This recipe isn’t limited to black beans. You can easily substitute with kidney or pinto beans. Canned beans are an excellent source of protein and fiber, are high in folic acid, and are a low glycemic index food. I use the canned version for simplicity. If you cook your own beans, make sure to keep the water. When done let them soak back the nutrients in the water for roughly an hour. When buying canned beans, check the label for low sodium.
Ingredients
1 cup quick cooking bulgur
1 cup black beans, rinsed and drained
1 ear of corn, cooked and kernels cut off with a knife
1 avocado, peeled and chopped
1 tomato, chopped
¼ cup fresh dill, roughly chopped
¼ cup fresh cilantro (coriander) leaves, roughly chopped
¼ cup olive oil
2 teaspoons sushi rice vinegar
1 teaspoon sesame oil
1 to 2 teaspoons ground cumin
Instructions
In a large heatproof bowl, add bulgur and pour over 1 cup of hot water. Cover and let stand for one hour.

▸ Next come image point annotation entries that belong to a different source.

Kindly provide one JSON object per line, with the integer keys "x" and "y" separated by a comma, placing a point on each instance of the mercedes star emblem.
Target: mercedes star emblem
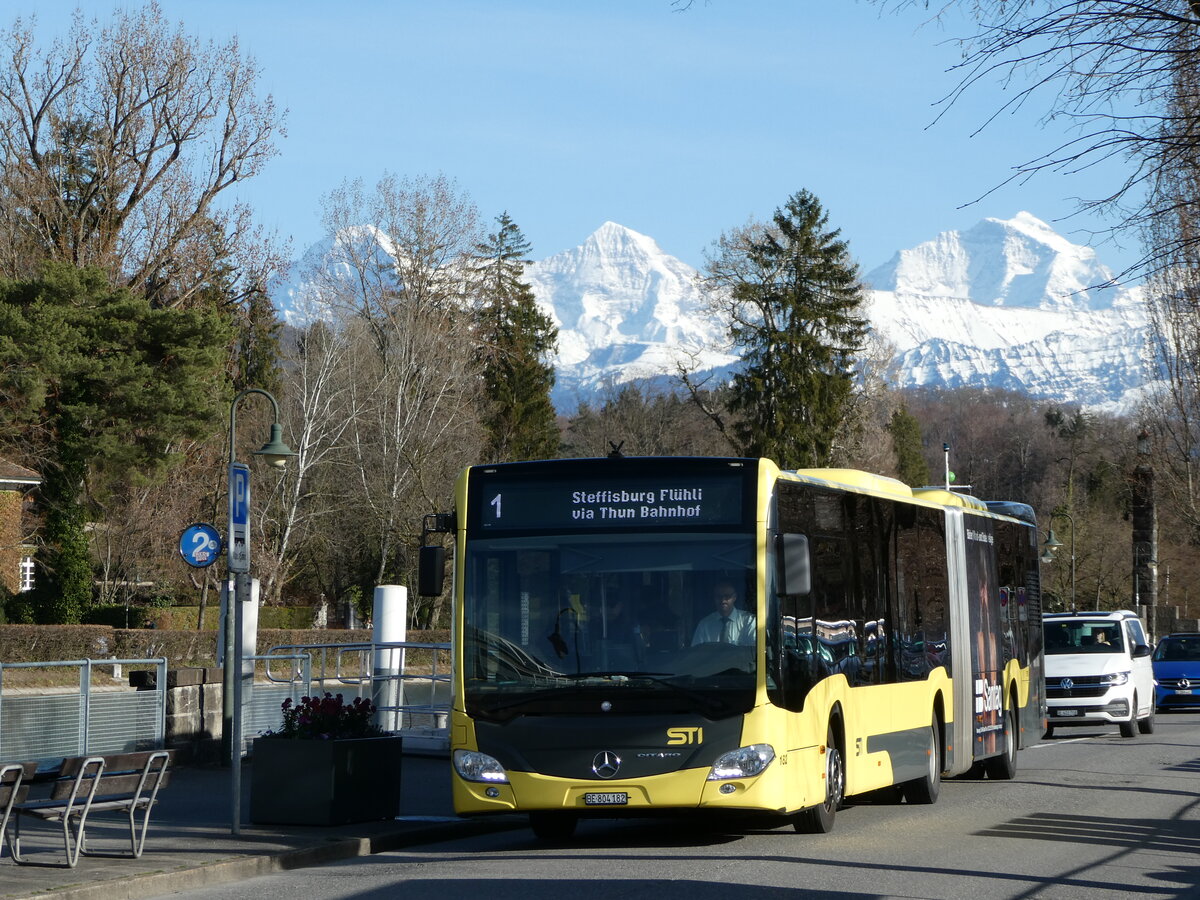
{"x": 606, "y": 763}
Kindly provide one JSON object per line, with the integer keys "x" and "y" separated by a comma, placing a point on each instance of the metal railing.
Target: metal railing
{"x": 408, "y": 683}
{"x": 48, "y": 723}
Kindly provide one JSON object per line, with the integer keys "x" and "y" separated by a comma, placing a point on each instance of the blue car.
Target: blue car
{"x": 1177, "y": 671}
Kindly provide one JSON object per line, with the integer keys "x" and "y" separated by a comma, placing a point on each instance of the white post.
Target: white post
{"x": 390, "y": 617}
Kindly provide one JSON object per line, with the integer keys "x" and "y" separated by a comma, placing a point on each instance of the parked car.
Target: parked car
{"x": 1098, "y": 671}
{"x": 1177, "y": 671}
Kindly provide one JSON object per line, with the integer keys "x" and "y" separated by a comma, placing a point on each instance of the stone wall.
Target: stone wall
{"x": 193, "y": 714}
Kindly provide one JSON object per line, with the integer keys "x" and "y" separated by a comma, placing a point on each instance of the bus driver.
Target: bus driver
{"x": 726, "y": 623}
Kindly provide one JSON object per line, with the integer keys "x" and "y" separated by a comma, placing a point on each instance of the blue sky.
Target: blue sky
{"x": 681, "y": 125}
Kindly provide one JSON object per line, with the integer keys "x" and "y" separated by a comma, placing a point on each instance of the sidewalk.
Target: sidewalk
{"x": 191, "y": 843}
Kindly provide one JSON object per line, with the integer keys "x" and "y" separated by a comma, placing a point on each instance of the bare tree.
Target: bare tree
{"x": 317, "y": 405}
{"x": 397, "y": 283}
{"x": 1109, "y": 66}
{"x": 117, "y": 143}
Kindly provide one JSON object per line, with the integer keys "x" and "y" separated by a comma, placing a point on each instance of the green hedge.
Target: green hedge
{"x": 184, "y": 617}
{"x": 48, "y": 643}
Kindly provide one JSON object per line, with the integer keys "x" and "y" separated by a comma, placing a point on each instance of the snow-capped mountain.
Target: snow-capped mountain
{"x": 1011, "y": 304}
{"x": 625, "y": 311}
{"x": 1008, "y": 303}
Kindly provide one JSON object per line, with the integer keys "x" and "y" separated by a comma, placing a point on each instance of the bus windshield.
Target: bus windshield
{"x": 641, "y": 622}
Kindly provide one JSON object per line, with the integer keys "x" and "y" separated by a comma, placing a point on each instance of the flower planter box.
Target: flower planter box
{"x": 324, "y": 783}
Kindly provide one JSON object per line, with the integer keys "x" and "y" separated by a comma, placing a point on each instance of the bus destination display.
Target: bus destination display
{"x": 601, "y": 503}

Fluff with a fork then add remaining ingredients and gently stir to combine. Serve immediately or refrigerate until ready to use.
If the bulgur looks dry, add a splash of olive oil and stir. Adjust the herbs to suit your own taste.
Notes
The Culinary Chase’s Note: If planning on taking this to a pot luck or picnic, double the ingredients and you’ll have enough to satisfy 8 to 10 people. Enjoy!